If you are using your RONIN domain for other production services, they need to be identified as "protected domains", so that they can be excluded from the RONIN UI and not break core networking functionality.

We have now created an easier way for administrators of the RONIN AWS account to manage a list of protected domains for RONIN via a Systems Manager Parameter store. This blog post will provide the necessary steps for you to set up the required parameter which will exclude/protect certain domains from RONIN.

  1. In the AWS console of the RONIN account, navigate to the "Systems Manager" service
  2. In the left toolbar, under "Application Management" select the "Parameter Store"
  3. If a "/ronin-protected-domains/1" parameter is not available, select "Create parameter", otherwise select this parameter and click edit to update your protected domains list.
  4. Fill in the new parameter form with the following information:
  • Name: /ronin-protected-domains/1 (This exact name MUST be used for RONIN to use this parameter correctly)
  • Description: New line separated list of domains to be excluded from RONIN (Optional, but helps other administrators in the account understand what the parameter is used for)
  • Tier: Standard
  • Type: String
  • Data Type: Text
  • Value: A newline separated list of domain prefixes (NO commas) you wish to exclude/protect from RONIN. For example, if your RONIN webserver domain is "ronin.myinstitution.cloud" and you have a production server at "production.myinstitution.cloud", you will need to add "production" to the list. Any subdomains must be listed as above, as well as with a period in front of the subdomain to wildcard any domains that may be using the subdomain too e.g. "subdomain.myinstitution.cloud" must be listed as "subdomain" and ".subdomain" in the list to protect something like "machine.subdomain.myinstitution.cloud" from being used in RONIN. Your "Value" section of the parameter form for these examples should then look something like:
production
subdomain
.subdomain
  • Tags: Optional - not required for RONIN functionality.

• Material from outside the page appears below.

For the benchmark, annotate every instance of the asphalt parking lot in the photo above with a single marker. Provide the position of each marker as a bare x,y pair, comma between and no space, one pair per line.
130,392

Click "Create parameter" to set up the new parameter.

💡
If you have a very long list of domains and you run out of characters in the "value" field, you can simply create another parameter called /ronin-protected-domains/2 and continue creating parameters under the /ronin-protected-domains/ list as needed e.g. /ronin-protected-domains/3, /ronin-protected-domains/4 etc. You can also use these lists to separate out domains into categories if desired.

The best way to test if your new parameter has worked is to login to RONIN, select a project, navigate to the "New Machine" screen, select Step 2. "Address" and type in one of the values you put in your protected domains list. If the parameter is working correctly, you will see an error message which states the address is not available for use in RONIN:

You can update or change your list of protected domains in the Parameter Store at any time. The changes will be effective immediately in RONIN and any networking issues should be resolved.